His comments, at the American Metal Market's Steel Success Strategies conference, echoed those of U.S. Steel Corp.'s chief executive officer John Surma on Tuesday.
Mr. Surma told Reuters that spiralling iron ore costs were pushing steel prices even higher and he warned that growing demand is straining miners' capacity to supply raw materials.
On Monday, China's Baosteel agreed to a 96.5 per cent price hike for iron ore from Rio Tinto PLC, and last month Brazilian ore producers won 65 per cent price increases.
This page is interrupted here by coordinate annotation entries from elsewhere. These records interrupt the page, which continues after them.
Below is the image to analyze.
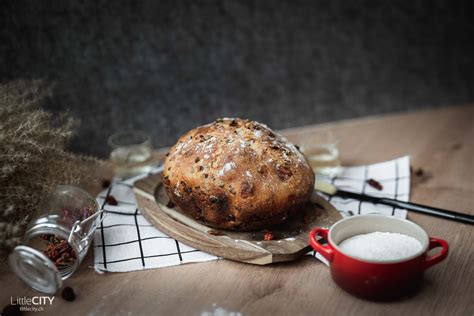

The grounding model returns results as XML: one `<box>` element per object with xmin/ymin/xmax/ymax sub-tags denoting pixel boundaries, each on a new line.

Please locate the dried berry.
<box><xmin>263</xmin><ymin>231</ymin><xmax>275</xmax><ymax>241</ymax></box>
<box><xmin>61</xmin><ymin>286</ymin><xmax>76</xmax><ymax>302</ymax></box>
<box><xmin>366</xmin><ymin>179</ymin><xmax>383</xmax><ymax>191</ymax></box>
<box><xmin>102</xmin><ymin>179</ymin><xmax>110</xmax><ymax>189</ymax></box>
<box><xmin>105</xmin><ymin>195</ymin><xmax>118</xmax><ymax>205</ymax></box>
<box><xmin>415</xmin><ymin>168</ymin><xmax>425</xmax><ymax>177</ymax></box>
<box><xmin>1</xmin><ymin>304</ymin><xmax>22</xmax><ymax>316</ymax></box>
<box><xmin>207</xmin><ymin>229</ymin><xmax>224</xmax><ymax>236</ymax></box>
Iron ore is a key ingredient in steel making.
Steel prices have soared almost 50 per cent this year, as raw material costs continue to climb and global demand shows little sign of abating.
SOARING SCRAP
Nucor makes its steel mostly from scrap metal, which is selling for more than double what it did last year and 70 per cent more than three months ago.
Scrap is the major feedstock for electric arc furnaces operated by mini-mill steel makers like Nucor, while integrated steel producers such as U.S. Steel make their products in blast furnaces which use coking coal to melt iron ore.
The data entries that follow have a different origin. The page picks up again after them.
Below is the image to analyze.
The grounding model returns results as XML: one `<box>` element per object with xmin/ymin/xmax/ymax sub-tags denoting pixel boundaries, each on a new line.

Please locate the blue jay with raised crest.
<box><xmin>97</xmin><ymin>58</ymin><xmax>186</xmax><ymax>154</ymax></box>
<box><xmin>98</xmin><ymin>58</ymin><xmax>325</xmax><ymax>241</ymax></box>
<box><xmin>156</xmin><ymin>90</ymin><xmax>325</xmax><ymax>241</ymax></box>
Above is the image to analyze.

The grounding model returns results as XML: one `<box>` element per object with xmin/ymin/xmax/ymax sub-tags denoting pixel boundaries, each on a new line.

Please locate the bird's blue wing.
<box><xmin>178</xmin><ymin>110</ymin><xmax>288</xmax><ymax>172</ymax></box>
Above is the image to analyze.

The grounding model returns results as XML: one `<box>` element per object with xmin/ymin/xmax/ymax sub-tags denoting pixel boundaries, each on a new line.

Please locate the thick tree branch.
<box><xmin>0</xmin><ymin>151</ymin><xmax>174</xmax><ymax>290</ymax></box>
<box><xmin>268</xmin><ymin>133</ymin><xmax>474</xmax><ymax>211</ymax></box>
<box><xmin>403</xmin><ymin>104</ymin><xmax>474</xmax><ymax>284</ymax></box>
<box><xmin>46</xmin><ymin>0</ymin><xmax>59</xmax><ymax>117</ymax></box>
Nucor has moved recently to secure supplies. The Charlotte, North Carolina-based company is the largest purchaser of ferrous scrap in North America with total scrap purchases of 22.8 million tons in 2007.
Earlier this year it paid $1.44-billion for scrap processor David J. Joseph Co. and recently acquired the assets of Galamba Metals Group, which operates 16 scrap-processing facilities in Kansas, Missouri and Arkansas, and Metal Recycling Services Inc., based in Monroe, North Carolina.
In his address, Mr. DiMicco gave an upbeat forecast for steel, citing “favourable industry dynamics” driven by global demand, especially from China, India and other emerging economies.
He compared the current climate to that of the late 1940s and early '50s, when the industry was being rebuilt after the destruction of World War II.
“But today is different in that we are building an infrastructure that didn't exist before,” he said.
“Consumption growth is rocketing to 5 to 7 per cent per year and it is being driven by a demographic of 2 to 3 billion people in a world that wants a better standard of living,” he said.